Governor's salary: too hot to handle?

December 28, 1993

What salary should Maryland's next governor receive? That's a topic politicians in Annapolis, with their eyes on the 1994 elections, would rather avoid. But they will have to face up to this hot controversy next month, like it or not.

A seven-member commission, head by Baltimore attorney George L. Russell, will make a recommendation early next month to the legislature on a compensation scale for the governor. Under the state constitution, lawmakers must either accept the commission figures or adopt lower ones. Taking no action endorses the commission's plan.

Given the public's anger at government these days, a large salary increase for the governor would set off a campaign eruption ideal for demagogic candidates. Yet for a chief executive officer of a $12 billion operation with over 70,000 employees, Maryland's $120,000 annual figure is out of sync.

From a political standpoint, holding down the governor's salary makes sense. It would avoid an embarrassing election-year issue for incumbents. But the panel may not see it that way. Unless the governor receives a salary increase, a number of cabinet-level officials in a few years will earn more than their boss, thanks to cost of living raises. Some college presidents and medical academics earn more than the governor, too. Besides, the governor's salary can only be raised once every four years. If there is no action next year, the governor's pay will be frozen until 1998.

Conservatives argue that Maryland's governor is the fourth highest-paid chief executive in the country (behind New Jersey, New York, Washington state and tied with California). State workers haven't received any across-the-board pay raises during the recession and feel the governor shouldn't get a pay boost, either. Many Marylanders, looking at their own pay stubs, feel that $120,000 a year is more than adequate -- especially for someone who gets a mansion to live in, a car and driver and 24-hour protection.

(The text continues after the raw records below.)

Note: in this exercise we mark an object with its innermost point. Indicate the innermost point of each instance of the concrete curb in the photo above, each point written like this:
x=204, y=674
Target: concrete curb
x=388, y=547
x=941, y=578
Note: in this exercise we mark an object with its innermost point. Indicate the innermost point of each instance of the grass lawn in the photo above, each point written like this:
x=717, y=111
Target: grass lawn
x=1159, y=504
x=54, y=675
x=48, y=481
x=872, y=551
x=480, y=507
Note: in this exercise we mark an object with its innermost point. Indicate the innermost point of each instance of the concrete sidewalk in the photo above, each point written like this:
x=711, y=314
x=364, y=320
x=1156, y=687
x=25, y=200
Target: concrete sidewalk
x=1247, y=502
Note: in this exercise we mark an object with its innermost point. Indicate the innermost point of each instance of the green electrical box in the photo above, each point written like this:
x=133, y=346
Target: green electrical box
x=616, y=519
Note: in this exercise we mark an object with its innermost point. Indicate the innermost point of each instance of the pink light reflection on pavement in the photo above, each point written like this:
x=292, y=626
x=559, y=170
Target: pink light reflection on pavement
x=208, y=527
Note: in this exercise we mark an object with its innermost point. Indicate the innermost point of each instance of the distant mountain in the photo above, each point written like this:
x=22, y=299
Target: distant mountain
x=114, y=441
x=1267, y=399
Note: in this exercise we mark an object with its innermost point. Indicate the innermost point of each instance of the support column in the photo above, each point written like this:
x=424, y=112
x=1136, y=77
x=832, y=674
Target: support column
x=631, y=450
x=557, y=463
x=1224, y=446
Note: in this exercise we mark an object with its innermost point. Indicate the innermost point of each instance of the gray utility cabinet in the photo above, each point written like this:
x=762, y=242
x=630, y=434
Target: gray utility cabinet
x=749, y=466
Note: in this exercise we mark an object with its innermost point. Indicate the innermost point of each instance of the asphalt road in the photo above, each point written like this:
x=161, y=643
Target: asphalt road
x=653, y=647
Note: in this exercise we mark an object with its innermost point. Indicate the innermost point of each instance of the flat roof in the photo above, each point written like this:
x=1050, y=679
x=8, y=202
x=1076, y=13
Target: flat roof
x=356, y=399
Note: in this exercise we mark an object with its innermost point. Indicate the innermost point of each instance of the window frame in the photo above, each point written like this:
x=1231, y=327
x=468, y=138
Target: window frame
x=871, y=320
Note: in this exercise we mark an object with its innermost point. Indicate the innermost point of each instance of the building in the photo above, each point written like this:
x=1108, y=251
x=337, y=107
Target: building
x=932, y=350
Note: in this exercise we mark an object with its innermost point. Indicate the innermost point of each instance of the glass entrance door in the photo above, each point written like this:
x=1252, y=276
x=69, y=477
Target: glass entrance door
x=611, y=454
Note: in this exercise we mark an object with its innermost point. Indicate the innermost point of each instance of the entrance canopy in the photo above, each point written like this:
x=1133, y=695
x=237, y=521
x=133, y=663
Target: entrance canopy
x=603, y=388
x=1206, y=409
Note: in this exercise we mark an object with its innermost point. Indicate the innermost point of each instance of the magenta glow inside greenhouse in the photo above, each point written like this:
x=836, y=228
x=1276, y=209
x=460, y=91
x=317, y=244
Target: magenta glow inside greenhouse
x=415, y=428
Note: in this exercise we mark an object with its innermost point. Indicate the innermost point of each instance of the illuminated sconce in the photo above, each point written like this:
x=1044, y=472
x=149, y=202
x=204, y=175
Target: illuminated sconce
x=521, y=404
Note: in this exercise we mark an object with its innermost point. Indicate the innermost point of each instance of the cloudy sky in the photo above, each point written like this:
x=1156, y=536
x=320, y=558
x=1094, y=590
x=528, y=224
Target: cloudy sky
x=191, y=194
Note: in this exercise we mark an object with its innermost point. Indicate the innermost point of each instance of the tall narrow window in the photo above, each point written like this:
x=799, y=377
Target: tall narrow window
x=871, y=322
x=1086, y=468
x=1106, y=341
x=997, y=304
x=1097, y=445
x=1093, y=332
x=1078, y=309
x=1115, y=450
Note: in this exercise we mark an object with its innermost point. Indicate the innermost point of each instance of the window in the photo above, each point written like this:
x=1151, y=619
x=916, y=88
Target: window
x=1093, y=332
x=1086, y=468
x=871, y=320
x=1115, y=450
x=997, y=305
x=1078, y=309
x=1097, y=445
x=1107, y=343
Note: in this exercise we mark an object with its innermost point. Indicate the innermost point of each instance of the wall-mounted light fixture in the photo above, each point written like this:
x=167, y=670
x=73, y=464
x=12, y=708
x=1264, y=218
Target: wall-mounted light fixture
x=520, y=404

Yet a governor bears heavy responsibilities. The well-being of millions of Marylander rest in his hands. Running a state is a lot trickier than running a Fortune 500 enterprise.

Is our governor worth more than $120,000 a year? The emotional response is no, but a pragmatic answer could well be yes. Public service involves a personal sacrifice for elected officeholders, and the Russell commission will determine how big that sacrifice should be. Given the tenor of the times and the state's weak revenue outlook, any proposed salary increase for the governor ought to be modest -- enough to offset inflation. The smaller the recommended increase, the happier legislators will be.